Now the hinges were in place I could address the issue around how to make it easy to open the box. Ideally I wanted the lid to be flush with the front edge, but had left myself the option of having a small lip on the lid over hanging the front - that could run the whole width of the box, or be shaped to provide a handle (in the middle? one on either side?). Design opportunities abound. I find being able to look and feel helps in the design effort at this point and some am happy to experiment to see what works best. 




As it turned out I really wasn't happy with the look of the lid being proud so I planed it to fit flush with the front edge.




It looked much better, but highlighted the need for a handle as it was tricky to open the lid in it's newly flush state. 
Something in a strongly contrasting colour seemed appropriate so I rummaged in the offcuts bin for a bit of walnut. More resawing required:




and a bit of effort with a sharp No.4








A small prototype made out of an old blind slat gave me a sense of proportion




And some careful marking out for the mortice




followed by even more careful routing on the Woodrat gave me a nicely formed mortice




I hope I am not boring everyone with all this detail, but am never quite sure how much people want in these WIPs. Slightly losing the will to live here though as putting together the WIP seems to be taking as long as making the damned box. I'm gonna take a break having hit my 10 images limit for a single post.
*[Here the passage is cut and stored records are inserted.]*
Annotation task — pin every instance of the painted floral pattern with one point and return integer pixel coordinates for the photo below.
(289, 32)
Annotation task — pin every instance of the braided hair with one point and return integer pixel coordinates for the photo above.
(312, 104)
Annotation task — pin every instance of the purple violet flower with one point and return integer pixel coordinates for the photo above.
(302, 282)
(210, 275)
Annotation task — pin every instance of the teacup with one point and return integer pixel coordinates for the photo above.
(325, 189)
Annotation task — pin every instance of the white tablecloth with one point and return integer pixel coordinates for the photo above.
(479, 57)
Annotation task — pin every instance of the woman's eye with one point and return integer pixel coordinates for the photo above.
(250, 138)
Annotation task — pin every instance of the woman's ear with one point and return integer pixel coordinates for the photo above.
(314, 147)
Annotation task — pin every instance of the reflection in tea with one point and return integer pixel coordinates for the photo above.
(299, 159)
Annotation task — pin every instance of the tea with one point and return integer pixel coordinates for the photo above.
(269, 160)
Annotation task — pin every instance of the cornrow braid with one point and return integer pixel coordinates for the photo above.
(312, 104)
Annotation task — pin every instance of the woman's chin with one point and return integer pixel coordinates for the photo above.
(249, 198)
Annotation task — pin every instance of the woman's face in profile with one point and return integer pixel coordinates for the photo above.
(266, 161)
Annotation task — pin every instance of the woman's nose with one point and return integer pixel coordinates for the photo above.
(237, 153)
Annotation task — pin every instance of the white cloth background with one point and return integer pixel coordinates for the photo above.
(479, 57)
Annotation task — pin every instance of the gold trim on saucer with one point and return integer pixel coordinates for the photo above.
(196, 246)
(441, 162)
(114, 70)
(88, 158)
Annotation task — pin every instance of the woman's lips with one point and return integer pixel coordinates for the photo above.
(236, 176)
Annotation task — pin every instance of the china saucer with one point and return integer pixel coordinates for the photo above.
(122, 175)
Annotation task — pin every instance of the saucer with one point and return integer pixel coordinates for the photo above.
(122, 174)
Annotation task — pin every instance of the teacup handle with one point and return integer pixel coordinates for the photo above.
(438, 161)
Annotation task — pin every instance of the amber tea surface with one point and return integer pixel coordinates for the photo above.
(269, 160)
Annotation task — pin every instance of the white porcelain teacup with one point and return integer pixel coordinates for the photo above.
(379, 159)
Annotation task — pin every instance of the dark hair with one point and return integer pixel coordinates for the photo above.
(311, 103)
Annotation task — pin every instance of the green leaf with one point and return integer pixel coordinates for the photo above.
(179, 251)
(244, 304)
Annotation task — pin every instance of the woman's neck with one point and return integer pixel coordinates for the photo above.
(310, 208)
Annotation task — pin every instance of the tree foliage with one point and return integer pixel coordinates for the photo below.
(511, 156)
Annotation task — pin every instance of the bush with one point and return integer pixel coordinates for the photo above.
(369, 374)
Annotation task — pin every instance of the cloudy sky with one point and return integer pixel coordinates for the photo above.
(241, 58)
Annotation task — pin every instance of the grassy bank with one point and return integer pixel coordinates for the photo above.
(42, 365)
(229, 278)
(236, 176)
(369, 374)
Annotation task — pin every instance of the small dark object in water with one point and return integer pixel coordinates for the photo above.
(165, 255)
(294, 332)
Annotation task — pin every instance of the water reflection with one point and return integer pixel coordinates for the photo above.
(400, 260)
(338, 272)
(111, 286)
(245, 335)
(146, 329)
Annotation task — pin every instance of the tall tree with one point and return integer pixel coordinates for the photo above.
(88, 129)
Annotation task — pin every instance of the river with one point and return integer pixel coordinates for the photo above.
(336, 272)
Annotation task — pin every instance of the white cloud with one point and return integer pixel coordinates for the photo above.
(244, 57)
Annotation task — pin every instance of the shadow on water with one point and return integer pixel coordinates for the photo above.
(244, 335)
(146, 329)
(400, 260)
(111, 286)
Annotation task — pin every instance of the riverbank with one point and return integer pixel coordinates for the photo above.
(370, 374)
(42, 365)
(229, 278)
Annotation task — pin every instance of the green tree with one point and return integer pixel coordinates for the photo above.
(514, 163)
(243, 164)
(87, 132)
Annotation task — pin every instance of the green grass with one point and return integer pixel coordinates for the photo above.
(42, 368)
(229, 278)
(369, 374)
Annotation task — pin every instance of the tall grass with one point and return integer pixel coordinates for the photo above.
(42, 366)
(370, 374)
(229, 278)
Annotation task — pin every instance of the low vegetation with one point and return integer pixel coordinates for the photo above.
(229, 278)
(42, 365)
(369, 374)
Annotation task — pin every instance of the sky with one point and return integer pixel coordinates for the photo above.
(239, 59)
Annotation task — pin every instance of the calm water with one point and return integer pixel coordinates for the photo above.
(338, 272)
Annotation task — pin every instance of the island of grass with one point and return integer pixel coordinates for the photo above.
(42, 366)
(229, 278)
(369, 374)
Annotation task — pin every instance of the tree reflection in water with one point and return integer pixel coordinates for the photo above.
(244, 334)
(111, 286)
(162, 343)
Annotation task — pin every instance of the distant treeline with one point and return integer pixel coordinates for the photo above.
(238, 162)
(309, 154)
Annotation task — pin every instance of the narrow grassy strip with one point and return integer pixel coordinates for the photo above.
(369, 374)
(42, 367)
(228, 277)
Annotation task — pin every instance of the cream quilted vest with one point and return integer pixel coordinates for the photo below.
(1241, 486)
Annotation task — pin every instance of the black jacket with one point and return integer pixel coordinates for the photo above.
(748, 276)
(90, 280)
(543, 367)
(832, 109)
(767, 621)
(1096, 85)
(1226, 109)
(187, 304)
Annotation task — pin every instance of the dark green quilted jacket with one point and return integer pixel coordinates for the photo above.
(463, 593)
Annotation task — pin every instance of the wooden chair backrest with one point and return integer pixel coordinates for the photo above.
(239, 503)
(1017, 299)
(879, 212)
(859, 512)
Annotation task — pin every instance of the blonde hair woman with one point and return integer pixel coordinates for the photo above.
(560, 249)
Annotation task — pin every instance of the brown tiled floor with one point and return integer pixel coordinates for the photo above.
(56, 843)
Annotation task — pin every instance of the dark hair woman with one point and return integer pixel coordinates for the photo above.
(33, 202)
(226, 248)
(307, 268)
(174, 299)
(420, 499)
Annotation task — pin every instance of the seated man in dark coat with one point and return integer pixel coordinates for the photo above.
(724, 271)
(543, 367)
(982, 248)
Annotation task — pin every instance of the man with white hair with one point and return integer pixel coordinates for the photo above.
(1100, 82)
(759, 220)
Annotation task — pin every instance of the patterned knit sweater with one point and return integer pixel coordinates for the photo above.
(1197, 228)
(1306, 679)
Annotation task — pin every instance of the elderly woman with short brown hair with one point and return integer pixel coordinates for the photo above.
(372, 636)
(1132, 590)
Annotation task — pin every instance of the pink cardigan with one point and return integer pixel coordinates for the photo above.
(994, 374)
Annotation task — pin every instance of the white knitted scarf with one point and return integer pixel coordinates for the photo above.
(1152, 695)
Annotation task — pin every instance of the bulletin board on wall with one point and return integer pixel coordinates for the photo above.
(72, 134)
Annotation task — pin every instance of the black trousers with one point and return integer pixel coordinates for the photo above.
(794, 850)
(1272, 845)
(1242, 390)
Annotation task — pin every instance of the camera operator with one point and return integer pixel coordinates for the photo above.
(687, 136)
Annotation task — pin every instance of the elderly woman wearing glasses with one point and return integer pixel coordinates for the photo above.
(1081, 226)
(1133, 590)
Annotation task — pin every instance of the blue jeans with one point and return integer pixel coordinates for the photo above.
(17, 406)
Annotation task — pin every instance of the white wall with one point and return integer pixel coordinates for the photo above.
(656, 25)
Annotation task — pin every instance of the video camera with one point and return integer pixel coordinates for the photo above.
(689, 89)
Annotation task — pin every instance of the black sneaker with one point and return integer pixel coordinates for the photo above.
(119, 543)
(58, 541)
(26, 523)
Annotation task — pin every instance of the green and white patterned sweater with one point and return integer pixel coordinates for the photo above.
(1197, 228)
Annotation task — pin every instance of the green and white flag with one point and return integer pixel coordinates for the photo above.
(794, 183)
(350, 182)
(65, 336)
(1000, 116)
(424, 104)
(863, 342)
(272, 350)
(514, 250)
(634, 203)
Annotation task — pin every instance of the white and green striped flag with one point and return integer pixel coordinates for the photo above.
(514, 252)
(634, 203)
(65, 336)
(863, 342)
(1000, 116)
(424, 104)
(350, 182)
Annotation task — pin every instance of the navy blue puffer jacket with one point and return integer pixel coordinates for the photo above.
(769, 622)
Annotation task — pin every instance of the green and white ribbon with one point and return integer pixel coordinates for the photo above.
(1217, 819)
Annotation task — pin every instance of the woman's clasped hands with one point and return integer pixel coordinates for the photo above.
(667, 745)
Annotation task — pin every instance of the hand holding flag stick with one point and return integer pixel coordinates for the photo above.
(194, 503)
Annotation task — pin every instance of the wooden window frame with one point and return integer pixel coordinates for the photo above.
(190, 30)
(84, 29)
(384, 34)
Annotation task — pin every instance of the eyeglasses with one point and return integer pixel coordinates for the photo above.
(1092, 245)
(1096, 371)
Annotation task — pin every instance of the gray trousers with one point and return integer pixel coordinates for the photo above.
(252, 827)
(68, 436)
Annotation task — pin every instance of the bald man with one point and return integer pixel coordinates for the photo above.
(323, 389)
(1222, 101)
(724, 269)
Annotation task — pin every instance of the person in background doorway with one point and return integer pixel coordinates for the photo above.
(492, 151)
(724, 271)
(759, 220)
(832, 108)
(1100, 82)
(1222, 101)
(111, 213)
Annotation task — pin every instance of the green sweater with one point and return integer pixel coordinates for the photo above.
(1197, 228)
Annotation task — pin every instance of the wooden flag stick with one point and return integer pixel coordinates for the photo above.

Maybe more later!


----------



## Racers (13 Jun 2017)

Here's one of mine, similar to yours.





Pete


----------



## Paul200 (13 Jun 2017)

Bored?! I'm savouring every word and picture. This is exactly the sort of work I would be doing if I had a workshop, which I am currently building but will be a few months before it's up and running. I'm completely in my element making small boxes and missing it like mad since we moved up here to Scotland 2 years ago. So your posts are a kind of surrogate for me, although I'm not sure I could emulate your fine workmanship. And yes, I've made exactly the same mistake myself :roll: 

Keep it coming please -I'm loving it!

Paul


----------



## woodbloke65 (13 Jun 2017)

Here's one of mine, also similar to yours. Turkish Walnut, dovetailed, handle carved from the solid on the front rail of the top panel - Rob


----------



## memzey (14 Jun 2017)

That looks beautiful Rob. Where did you get the wood from?


----------



## Racers (14 Jun 2017)

memzey":3e7lwxvr said:


> That looks beautiful Rob. Where did you get the wood from?




Turkey :wink:  

Pete


----------



## sunnybob (14 Jun 2017)

hey, I'm only a mile from turkey. Gotta go get me some of that.


----------



## galleywood (14 Jun 2017)

+1 for wanting all the detail in the build.
Fascinated by the post.


----------



## jkljosh (14 Jun 2017)

Hi Guys and Gals, finishing this WIP will be the end of me!! Busy day today, so I find myself settling down to type way past my bedtime, but if I don't chip away at it, it is just not going to happen. Thanks for all the positive feedback/comments, glad you are enjoying my ramblings. Lovely to see your work Pete/Rob and particularly liked the differing approaches adopted on the handles, as will shortly be revealed mine is another variation on the theme of how to attach a handle to a box lid! I have been watching your workshop build thread with interest Paul, hope you can get back to some smaller scale creativity soonest. I know how much I have missed it in recent years. Any how enough wittering "on with the WIP" I hear you cry.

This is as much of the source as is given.